Alla libreria Rizzoli, Gianfranco Giagni, curatore dell’edizione italiana, e Davide Ferrario parlano di Miracolo a Hollywood, una commedia di Orson Welles.
Articolo di Vittoria Villa

Miracolo a Hollywood è un «lavoro di passione» di un grande «prestigiatore del cinema». Così lo definisce John Vignola, moderatore dell’incontro che si è tenuto ieri alla libreria Rizzoli e che ha visto per protagonisti il curatore dell’edizione italiana Gianfranco Giagni e il regista Davide Ferrario. Luogo e tempo prescelti per la presentazione del testo, tra il teatrale e il cinematografico (e dunque, così spiccatamente wellesiano), firmato dal maestro Orson Welles: Miracolo a Hollywood (Sellerio), appunto, inedita commedia anni Cinquanta dal gusto satirico, mai pubblicata negli Stati Uniti.

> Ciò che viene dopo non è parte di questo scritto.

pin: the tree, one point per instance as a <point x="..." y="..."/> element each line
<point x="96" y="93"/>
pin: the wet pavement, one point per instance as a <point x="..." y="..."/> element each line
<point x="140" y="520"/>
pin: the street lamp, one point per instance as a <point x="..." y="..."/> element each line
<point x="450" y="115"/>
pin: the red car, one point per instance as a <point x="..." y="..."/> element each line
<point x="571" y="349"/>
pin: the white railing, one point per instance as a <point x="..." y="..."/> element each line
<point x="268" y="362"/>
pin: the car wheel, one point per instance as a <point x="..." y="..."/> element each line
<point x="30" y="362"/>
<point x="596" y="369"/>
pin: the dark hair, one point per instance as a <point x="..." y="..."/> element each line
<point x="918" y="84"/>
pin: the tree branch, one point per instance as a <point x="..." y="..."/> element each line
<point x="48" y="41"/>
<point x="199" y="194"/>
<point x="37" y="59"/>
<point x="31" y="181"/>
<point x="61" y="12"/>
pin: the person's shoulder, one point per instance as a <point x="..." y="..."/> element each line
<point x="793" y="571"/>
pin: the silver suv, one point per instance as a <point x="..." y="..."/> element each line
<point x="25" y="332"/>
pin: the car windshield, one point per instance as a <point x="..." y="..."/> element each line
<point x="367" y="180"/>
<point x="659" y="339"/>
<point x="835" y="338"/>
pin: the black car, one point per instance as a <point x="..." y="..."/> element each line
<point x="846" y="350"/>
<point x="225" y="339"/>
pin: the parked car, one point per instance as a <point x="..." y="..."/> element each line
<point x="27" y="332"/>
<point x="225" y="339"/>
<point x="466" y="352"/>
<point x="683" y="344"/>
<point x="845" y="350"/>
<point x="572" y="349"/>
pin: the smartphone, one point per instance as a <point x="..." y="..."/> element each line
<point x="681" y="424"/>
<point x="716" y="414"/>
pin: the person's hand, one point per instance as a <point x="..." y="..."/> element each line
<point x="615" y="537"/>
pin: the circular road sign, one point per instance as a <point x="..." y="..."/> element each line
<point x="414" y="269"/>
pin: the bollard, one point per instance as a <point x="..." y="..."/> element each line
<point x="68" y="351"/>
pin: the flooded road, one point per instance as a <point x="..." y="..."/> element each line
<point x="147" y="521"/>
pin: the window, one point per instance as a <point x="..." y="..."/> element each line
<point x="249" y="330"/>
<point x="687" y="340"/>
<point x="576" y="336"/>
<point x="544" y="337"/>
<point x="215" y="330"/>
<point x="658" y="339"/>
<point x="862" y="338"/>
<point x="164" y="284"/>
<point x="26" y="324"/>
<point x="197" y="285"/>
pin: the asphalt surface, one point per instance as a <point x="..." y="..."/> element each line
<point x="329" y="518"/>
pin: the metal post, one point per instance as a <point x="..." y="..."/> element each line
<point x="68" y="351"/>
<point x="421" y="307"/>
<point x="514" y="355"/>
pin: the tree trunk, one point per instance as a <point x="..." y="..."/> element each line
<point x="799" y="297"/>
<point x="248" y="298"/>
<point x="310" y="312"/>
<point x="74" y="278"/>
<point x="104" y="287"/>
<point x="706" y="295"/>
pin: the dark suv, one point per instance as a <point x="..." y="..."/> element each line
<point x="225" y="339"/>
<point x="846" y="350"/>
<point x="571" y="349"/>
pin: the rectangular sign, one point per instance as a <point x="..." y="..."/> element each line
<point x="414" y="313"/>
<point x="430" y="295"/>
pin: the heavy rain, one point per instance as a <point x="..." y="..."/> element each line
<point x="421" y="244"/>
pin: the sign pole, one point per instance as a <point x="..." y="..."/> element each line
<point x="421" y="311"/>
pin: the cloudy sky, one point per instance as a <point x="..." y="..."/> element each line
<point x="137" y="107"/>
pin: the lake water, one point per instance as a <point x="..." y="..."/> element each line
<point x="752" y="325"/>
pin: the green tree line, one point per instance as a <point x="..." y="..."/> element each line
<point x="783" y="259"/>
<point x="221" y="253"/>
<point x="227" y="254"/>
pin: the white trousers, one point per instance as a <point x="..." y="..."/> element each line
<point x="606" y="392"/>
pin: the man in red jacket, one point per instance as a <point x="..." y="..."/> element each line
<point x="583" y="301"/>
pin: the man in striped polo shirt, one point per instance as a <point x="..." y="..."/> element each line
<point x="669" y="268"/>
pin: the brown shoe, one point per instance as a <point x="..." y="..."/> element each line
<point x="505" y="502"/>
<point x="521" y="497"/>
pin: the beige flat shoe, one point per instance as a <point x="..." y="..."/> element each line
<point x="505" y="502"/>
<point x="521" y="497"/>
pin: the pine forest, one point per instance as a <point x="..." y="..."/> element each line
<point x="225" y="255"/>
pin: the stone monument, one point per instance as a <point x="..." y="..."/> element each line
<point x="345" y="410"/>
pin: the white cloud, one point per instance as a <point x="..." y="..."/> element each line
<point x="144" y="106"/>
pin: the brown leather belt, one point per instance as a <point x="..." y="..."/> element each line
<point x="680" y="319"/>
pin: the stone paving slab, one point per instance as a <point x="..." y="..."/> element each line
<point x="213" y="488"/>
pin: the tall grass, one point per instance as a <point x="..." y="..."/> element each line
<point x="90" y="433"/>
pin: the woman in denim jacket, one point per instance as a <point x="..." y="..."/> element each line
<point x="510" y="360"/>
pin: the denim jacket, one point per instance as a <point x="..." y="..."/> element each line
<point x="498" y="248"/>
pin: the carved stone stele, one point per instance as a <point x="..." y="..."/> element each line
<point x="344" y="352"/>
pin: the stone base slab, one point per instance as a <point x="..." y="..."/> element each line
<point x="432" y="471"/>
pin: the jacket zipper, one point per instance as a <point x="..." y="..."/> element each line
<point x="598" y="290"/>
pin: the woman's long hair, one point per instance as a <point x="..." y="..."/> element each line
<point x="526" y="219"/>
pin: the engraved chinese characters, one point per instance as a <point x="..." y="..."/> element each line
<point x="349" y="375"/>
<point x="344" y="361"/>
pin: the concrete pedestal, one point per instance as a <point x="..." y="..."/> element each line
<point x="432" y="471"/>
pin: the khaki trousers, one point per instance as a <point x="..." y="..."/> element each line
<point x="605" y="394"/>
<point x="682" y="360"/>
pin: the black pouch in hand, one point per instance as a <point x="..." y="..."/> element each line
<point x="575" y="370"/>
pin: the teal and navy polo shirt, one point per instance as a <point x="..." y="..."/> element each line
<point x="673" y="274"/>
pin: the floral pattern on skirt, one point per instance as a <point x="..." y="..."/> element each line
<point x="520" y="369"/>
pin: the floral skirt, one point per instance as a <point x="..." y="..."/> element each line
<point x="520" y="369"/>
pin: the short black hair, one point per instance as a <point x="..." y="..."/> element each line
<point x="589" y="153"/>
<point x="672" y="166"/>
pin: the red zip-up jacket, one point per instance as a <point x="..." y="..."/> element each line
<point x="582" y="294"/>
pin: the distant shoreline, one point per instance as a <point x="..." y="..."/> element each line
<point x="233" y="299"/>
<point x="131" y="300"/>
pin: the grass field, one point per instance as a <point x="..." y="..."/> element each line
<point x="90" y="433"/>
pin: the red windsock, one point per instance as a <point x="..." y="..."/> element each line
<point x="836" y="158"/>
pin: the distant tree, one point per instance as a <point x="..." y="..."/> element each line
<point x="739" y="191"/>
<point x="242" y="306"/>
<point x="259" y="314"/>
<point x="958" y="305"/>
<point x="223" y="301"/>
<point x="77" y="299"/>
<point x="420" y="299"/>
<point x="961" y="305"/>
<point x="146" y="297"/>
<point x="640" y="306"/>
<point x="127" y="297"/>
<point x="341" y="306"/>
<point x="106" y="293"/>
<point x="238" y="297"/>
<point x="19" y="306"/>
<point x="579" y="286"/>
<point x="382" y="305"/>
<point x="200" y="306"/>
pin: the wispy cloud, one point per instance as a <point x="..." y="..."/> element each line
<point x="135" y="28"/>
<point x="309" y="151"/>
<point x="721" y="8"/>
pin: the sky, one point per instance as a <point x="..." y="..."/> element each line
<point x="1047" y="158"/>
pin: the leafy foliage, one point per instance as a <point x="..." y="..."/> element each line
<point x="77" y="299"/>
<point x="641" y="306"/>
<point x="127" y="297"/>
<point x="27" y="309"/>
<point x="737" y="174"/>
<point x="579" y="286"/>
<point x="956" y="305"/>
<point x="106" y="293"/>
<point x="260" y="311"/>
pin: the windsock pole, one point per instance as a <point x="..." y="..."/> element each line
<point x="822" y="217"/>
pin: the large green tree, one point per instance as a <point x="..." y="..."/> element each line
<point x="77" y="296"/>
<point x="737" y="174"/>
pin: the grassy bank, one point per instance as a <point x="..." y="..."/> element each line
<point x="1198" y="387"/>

Una storia, come sostiene Giagni, «che starebbe bene a Roma ma non a Hollywood». Perché protagonista è un regista italiano chiamato a Los Angeles per realizzare un film neorealista, incarnandone totalmente lo stile. Tanto da scegliere come personaggio principale della sua pellicola, la segretaria del produttore hollywoodiano, e come comparse dei veri malati. Che, miracolosamente (da qui, il titolo italiano), vengono veramente curati dalla sopra citata falsa attrice-santa.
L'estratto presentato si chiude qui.